Mental Health Economics — The Neglected Dimension of Health System Value
Mental health conditions account for approximately 23% of the total burden of disease in England but receive only around 11% of NHS spending — a disparity that has been described as the “investment gap” and that represents one of the most consequential failures of resource allocation in the health system. For health economics researchers, mental health is an area of extraordinary opportunity: the evidence base for the cost-effectiveness of mental health interventions has grown substantially over the past two decades, the economic case for investment in mental health has been articulated with increasing precision, and the policy environment — driven by the NHS Long Term Plan’s mental health ambitions — is more receptive to this evidence than at any previous point.
The economic argument for investing in mental health rests on several pillars that together constitute what Layard and others have called the “return on investment” case for mental health care. Mental illness imposes substantial costs outside the health system — through reduced employment and productivity, welfare benefit receipt, criminal justice involvement, and educational underachievement. Effective treatment for conditions like depression and anxiety disorders — particularly Improving Access to Psychological Therapies (IAPT), now renamed NHS Talking Therapies — has been shown to reduce these wider economic costs in ways that may offset the full cost of treatment. Early intervention in psychosis programmes that prevent the accumulation of disability have even more striking economic cases.
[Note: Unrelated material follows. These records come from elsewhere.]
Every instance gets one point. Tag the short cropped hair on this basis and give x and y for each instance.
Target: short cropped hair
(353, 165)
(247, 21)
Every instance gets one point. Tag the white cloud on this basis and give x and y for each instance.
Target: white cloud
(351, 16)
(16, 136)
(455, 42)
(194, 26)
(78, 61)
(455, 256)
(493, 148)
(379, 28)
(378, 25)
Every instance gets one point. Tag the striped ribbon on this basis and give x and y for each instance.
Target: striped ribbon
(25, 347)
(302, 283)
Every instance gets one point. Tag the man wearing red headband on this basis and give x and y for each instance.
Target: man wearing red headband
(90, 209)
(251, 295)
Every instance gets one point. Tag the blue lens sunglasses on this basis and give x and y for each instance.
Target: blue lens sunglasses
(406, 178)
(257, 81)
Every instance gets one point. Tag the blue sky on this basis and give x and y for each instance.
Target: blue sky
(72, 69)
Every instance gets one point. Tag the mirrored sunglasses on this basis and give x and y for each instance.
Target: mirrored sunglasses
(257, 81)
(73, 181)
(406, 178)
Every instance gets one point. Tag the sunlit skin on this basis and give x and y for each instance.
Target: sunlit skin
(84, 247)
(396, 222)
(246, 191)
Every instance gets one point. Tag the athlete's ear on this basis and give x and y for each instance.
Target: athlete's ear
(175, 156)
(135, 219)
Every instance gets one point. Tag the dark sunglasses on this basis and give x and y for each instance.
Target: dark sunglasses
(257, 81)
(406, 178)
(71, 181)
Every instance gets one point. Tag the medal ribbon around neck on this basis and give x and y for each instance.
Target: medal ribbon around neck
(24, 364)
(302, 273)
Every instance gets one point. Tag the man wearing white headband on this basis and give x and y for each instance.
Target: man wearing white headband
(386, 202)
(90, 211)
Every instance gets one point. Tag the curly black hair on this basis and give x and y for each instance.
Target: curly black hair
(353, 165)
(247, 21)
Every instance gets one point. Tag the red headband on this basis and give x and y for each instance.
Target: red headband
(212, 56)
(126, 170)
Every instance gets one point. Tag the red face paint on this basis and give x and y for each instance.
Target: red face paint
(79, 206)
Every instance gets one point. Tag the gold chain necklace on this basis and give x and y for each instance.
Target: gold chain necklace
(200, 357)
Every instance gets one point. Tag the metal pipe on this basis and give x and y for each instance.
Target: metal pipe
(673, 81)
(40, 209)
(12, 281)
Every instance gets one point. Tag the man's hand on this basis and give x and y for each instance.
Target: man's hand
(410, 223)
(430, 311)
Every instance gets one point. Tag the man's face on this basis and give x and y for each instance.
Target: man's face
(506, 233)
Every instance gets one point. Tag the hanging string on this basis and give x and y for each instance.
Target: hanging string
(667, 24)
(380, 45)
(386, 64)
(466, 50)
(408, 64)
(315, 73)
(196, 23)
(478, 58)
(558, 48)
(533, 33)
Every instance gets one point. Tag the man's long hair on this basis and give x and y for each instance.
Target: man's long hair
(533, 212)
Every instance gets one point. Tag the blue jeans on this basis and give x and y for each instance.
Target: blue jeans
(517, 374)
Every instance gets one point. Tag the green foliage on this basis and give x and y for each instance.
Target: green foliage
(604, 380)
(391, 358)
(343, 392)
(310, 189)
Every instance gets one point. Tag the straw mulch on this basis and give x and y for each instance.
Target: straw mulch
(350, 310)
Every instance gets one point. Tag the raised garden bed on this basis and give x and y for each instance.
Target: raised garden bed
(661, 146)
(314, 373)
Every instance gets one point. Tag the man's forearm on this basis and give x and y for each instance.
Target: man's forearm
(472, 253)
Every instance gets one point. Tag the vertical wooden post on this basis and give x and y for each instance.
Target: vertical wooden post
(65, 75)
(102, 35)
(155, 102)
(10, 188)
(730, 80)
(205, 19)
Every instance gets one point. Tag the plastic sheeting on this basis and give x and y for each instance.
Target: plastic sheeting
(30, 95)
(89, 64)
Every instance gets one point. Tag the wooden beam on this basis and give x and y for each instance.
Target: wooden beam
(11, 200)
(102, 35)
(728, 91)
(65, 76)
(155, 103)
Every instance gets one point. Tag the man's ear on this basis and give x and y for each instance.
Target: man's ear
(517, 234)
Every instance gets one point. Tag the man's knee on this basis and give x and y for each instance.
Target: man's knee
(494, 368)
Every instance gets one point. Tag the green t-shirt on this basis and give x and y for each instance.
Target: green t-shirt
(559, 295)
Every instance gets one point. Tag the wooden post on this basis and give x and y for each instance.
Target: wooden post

And the prevention of mental illness — through investment in early years mental health, school-based programmes, and addressing the social determinants of mental distress — has potential economic returns that dwarf the cost of intervention.
The Economics of IAPT / NHS Talking Therapies
The NHS Talking Therapies programme is the largest government-funded psychological therapy programme in the world, treating over a million people per year. Research questions include its cost-effectiveness relative to pharmacotherapy, its equity of access across demographic groups, the consequences of recent changes to workforce composition and session limits, and whether its outcomes justify continued expansion relative to competing mental health priorities.
Economic Consequences of Mental Health in Employment
Mental illness is the leading cause of long-term sickness absence and a major driver of disability benefit claims in the UK. Research on the employment effects of different mental health treatment approaches — and on workplace mental health interventions — is important both for health economics and for labour economics. The fit notes data and the benefits administrative records available through HMRC linkage offer rich empirical opportunities.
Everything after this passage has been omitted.